In fact, alongside largely unspecified "technology", trusted trader schemes seem to be a key plank of the strategy to keep trade flowing after Brexit.
But what are they?
There are various schemes that could fall under this umbrella. But the largest and best known is Authorised Economic Operator status (AEO), an EU scheme that basically functions as a quality assurance badge.
It is a marker that a manufacturer, logistics operator or freight handler meets certain standards in their customs related activities. These are companies that have shown their controls are up to scratch and so should get a quicker path through customs, involving fewer checks.
But there are problems with putting too much faith in this system as a way to keep goods moving after March 2019 - at least in the near term.
For one, there remains a question over how motivated traders are to sign up to the current system. And even amongst those who do see value in it, some will find they're not even able to apply.

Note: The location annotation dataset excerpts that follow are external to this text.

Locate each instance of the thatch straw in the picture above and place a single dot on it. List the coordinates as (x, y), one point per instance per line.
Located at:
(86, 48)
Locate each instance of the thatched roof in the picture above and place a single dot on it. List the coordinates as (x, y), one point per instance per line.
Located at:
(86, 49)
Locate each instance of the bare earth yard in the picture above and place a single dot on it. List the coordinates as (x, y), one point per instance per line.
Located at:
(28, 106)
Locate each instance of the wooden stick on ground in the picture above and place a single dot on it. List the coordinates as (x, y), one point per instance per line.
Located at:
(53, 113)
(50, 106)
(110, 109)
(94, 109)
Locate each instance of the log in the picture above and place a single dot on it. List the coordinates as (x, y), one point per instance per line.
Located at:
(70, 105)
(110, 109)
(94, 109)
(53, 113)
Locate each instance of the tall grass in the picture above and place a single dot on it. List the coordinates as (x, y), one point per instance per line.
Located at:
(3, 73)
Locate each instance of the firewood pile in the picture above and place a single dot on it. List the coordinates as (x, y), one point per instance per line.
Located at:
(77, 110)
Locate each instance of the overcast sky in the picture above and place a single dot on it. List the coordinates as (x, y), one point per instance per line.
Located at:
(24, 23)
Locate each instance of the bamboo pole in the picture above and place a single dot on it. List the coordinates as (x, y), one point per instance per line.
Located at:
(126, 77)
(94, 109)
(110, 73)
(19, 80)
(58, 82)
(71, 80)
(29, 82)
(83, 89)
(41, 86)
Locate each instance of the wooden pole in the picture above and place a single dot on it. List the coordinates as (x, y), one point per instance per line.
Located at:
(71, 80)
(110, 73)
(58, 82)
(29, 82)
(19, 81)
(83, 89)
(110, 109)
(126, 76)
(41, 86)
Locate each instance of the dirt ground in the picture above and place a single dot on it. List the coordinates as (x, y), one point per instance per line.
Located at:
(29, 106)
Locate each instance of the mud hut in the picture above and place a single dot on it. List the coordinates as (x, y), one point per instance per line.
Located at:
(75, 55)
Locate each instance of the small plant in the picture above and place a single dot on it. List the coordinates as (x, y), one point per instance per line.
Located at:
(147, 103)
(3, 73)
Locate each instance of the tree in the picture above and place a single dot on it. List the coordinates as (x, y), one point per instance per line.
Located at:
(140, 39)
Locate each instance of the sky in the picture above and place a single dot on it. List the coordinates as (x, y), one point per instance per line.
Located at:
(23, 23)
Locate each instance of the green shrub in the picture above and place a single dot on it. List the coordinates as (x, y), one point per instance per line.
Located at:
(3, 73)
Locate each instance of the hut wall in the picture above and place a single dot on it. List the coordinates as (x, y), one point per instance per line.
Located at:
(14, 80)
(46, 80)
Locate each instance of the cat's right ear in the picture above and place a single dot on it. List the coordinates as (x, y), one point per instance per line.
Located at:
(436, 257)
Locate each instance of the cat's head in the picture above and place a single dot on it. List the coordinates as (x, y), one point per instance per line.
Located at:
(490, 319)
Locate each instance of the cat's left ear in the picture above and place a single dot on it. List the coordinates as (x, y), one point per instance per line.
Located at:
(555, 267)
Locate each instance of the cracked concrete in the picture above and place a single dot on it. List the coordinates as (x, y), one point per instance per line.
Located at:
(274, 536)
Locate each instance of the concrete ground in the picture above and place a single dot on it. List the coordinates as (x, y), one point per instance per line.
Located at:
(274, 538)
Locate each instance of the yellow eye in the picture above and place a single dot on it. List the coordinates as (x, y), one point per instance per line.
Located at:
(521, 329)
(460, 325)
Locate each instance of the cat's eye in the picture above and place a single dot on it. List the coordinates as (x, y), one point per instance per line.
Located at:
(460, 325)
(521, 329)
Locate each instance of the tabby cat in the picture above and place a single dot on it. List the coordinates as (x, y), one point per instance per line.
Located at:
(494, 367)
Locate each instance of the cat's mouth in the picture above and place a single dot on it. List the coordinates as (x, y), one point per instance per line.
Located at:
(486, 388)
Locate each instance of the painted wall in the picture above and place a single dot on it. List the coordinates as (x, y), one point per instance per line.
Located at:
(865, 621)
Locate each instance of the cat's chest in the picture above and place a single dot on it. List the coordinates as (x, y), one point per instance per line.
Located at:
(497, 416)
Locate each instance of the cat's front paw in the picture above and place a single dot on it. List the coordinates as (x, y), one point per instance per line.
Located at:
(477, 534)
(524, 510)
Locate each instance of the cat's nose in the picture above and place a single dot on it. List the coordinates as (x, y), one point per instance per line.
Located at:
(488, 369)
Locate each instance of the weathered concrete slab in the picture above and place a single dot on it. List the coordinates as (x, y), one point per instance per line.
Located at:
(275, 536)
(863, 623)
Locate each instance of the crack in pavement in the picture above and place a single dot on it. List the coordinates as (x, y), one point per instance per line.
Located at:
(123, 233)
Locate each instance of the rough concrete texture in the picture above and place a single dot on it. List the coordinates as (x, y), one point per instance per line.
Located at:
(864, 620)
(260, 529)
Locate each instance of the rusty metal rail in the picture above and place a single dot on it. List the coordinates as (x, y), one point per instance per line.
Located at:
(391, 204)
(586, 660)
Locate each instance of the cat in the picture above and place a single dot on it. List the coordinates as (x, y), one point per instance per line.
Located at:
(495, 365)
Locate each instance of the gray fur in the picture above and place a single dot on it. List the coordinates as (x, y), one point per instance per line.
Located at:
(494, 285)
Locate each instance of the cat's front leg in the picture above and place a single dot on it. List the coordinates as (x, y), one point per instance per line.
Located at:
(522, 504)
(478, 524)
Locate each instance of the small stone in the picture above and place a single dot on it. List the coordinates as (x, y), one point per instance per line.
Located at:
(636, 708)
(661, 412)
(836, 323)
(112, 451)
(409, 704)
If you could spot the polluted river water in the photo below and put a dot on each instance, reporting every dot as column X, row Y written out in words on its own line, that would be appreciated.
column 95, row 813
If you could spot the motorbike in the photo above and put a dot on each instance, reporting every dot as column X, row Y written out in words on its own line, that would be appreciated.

There are only about 600 UK businesses registered as AEOs, compared to over 6,000 in Germany. The government argues that about 60-70% of the goods imported and exported into the UK are covered by the scheme.
But that still leaves a long tail of smaller exporting businesses that haven't taken the time (and spent the money) to get certified.
Industry experts say many of those aren't clear on the benefits of the current scheme, in part perhaps because the potential issues and challenges presented by Brexit simply haven't arisen before.
That's one reason that we are likely to get a new trusted trader scheme after Brexit - one that could include more explicit benefits for those signing up. (The other, bigger reason is that the UK will probably need its own scheme after leaving, which would then have to be recognised by the EU.)
More businesses are looking at AEO as one way to try to prepare before our departure next March.
According to industry sources, several port groups have been going through the process of getting their sites accredited and more applications are in the pipeline.
Forth Ports - which owns Tilbury, Grangemouth, Leith and Rosyth - has said it has got the status for its largest ports. Newsnight understands that Associated British Ports, the largest group with 21 UK ports, is going through the process of getting its ports accredited, and other groups are starting to do the same.
For ports, there are some clear advantages. The AEO badge means a waiver on financial guarantees the port must provide on goods held at its facilities, on which duty might need to be paid. The status can also speed up the process of applying for other types of customs accreditations.
And that is one factor that other parts of the supply chain are also starting to focus on. Getting the AEO badge now might be of debatable value. But going through the process of getting accredited - which can take at least six months of preparation work and processing time - could (and should) put operators in pole position for a quick sign-up to any new schemes.
But there is a problem. The scheme is open to businesses currently involved in international trade activities covered by customs legislation.
So that means you need to be involved in non-EU trade at the moment in order to be able to apply.
Those who are only trading with the EU are locked out of the biggest trusted trader scheme we have until we actually leave. So much for contingency planning.
There's talk in the sector that this is a headache for certain UK ports, who only currently handle EU cargo. It could also be a problem for hauliers.
And it's an issue for businesses. This House of Lords report reckons there are 145,000 VAT-registered UK businesses that currently trade only with the EU, and there might be another 100,000 under the VAT threshold.
Trusted trader schemes could become a more important part of UK trade after Brexit. But - like so many things - they aren't entirely straight-forward. And they won't be ready on day one.